Sometimes that gentle reminder comes in the form of a marvelous book. Every once in a while you stumble upon a book that you wish you can thrust upon everybody and have them read it. But they don’t. Do you give up? No! You write about it, you read snippets out to them in the hope that they will relent and read the book.
There is nothing quite so lovely as observing nature and seeing how we are all interdependent species within this planet. Mockery Bird by Gerald Durrell is one of the most endearing books I have ever read. It is a beautiful tale of man’s ignorance and greed. Set in the picturesque fictional island of Zenkali, the book is humorous and satirical to the point of wanting to read it back to back again. It shows us how we are all part of an ecosystem – trees, flowers, insects, birds and man.
In The Mockery Bird, I sat amongst the Ombu & Amela trees, and took in the exotic scents of the tropical island, immersed in the world of Kingy, Peter Foxglove, the tribes, the side sweeps at religion, the absurdity of greed, and the twisted aims and means of the media. The book sparkled with laugh out loud moments. Like the one and only newspaper of the Island run by Damiens, that contains so many typesetting errors, it is a beauty it functions at all.
“Poor old Damiens is like that. he threw the nursing fraternity into a rare state of confusion some time ago with his article on Florence Nightingale entitled ‘The Lady with the Lump’.”
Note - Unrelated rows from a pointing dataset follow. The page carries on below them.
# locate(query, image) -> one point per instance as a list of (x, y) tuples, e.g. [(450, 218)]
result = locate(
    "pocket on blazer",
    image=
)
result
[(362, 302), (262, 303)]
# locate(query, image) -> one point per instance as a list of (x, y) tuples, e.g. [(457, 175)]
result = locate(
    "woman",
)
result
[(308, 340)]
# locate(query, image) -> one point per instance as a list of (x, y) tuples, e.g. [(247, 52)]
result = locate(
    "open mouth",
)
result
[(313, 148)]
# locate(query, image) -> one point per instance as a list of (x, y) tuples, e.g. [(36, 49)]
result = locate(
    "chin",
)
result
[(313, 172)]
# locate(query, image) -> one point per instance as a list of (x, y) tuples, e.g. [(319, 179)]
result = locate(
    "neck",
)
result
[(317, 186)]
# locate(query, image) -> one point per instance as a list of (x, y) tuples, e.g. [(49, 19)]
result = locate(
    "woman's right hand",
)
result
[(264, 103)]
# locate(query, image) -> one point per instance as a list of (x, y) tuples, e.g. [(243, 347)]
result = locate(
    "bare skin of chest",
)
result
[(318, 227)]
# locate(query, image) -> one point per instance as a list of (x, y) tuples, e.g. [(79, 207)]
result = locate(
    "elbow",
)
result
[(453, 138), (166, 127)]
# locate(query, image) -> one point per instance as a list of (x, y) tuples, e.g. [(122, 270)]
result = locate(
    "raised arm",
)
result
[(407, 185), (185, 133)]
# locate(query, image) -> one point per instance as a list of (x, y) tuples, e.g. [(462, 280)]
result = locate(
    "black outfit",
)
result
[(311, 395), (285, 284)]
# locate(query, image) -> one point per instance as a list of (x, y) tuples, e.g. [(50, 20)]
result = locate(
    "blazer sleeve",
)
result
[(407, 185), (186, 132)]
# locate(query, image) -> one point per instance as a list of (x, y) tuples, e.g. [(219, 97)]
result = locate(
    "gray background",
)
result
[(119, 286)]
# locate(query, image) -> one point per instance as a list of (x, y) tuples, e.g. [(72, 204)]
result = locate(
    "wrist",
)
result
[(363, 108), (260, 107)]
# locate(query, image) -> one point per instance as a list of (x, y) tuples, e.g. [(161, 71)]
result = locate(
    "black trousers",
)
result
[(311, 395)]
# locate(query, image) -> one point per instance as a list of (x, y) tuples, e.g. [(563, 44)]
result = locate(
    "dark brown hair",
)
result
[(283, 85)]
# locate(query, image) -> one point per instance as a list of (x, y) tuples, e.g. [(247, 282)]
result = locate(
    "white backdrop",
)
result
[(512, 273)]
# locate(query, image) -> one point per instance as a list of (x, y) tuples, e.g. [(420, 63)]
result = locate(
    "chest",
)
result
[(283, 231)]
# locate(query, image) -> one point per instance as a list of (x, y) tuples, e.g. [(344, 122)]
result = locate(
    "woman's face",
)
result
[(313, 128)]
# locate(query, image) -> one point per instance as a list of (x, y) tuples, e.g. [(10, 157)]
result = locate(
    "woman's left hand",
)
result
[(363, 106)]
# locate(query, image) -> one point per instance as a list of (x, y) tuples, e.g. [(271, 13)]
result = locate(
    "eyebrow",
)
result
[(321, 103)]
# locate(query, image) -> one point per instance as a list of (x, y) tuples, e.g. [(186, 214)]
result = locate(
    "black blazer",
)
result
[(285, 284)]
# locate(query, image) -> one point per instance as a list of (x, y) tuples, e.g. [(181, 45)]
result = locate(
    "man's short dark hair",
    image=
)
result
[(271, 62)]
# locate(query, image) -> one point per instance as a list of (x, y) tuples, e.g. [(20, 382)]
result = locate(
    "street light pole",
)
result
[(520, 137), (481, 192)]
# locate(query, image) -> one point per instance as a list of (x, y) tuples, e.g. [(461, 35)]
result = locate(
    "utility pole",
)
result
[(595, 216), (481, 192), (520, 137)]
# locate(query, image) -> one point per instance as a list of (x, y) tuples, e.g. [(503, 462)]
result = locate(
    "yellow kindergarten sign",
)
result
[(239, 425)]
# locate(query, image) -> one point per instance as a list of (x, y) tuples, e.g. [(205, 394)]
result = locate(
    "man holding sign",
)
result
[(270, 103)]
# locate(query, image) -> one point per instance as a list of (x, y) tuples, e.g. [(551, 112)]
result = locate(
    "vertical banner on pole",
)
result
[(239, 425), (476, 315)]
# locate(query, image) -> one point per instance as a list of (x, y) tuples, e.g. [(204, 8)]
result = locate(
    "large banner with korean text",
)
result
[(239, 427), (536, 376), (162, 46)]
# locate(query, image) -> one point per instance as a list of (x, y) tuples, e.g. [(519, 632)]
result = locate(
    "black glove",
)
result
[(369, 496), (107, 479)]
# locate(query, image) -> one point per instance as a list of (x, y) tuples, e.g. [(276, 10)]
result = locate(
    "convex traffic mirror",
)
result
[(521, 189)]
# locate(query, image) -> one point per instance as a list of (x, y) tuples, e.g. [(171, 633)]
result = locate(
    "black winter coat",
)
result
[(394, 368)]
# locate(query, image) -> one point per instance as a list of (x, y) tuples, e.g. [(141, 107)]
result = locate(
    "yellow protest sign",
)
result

The Mockery Bird, became extinct due to the culinary prowess of the invading French colonies some years prior. The Mockery Bird is the God to one of the tribes on the island, and obviously they were not happy with the extinction of the bird. It turns out that the Ombu trees survived only because the Mockery Birds ate the fruit of the Ombu tree and not being able to digest the seed, germinated them elsewhere. Now with the Mockery Birds gone, there was only one surviving Ombu tree on the island. Plans to have an ugly airstrip through the dense forests in the island are thwarted when Peter and Damien’s daughter accidentally see that 30 Mockery birds are still alive deep in the forest amongst a long lost patch of Ombu trees. This throws the island into a state of chaos, and the ruler, Kingy, is stretched to find a solution that satisfies the international community, the locals and the environment.
Does anyone remember Lorax? Written by Dr Seuss, in which he shows us what greed and ignorance can do, and made into a lovely movie? Now imagine a similar theme, written with endearing characters, a brilliant sense of humor and an exceptional setting? That is Mockery Bird.
It is a pity this book was not made into a movie. If you can read the book, please do.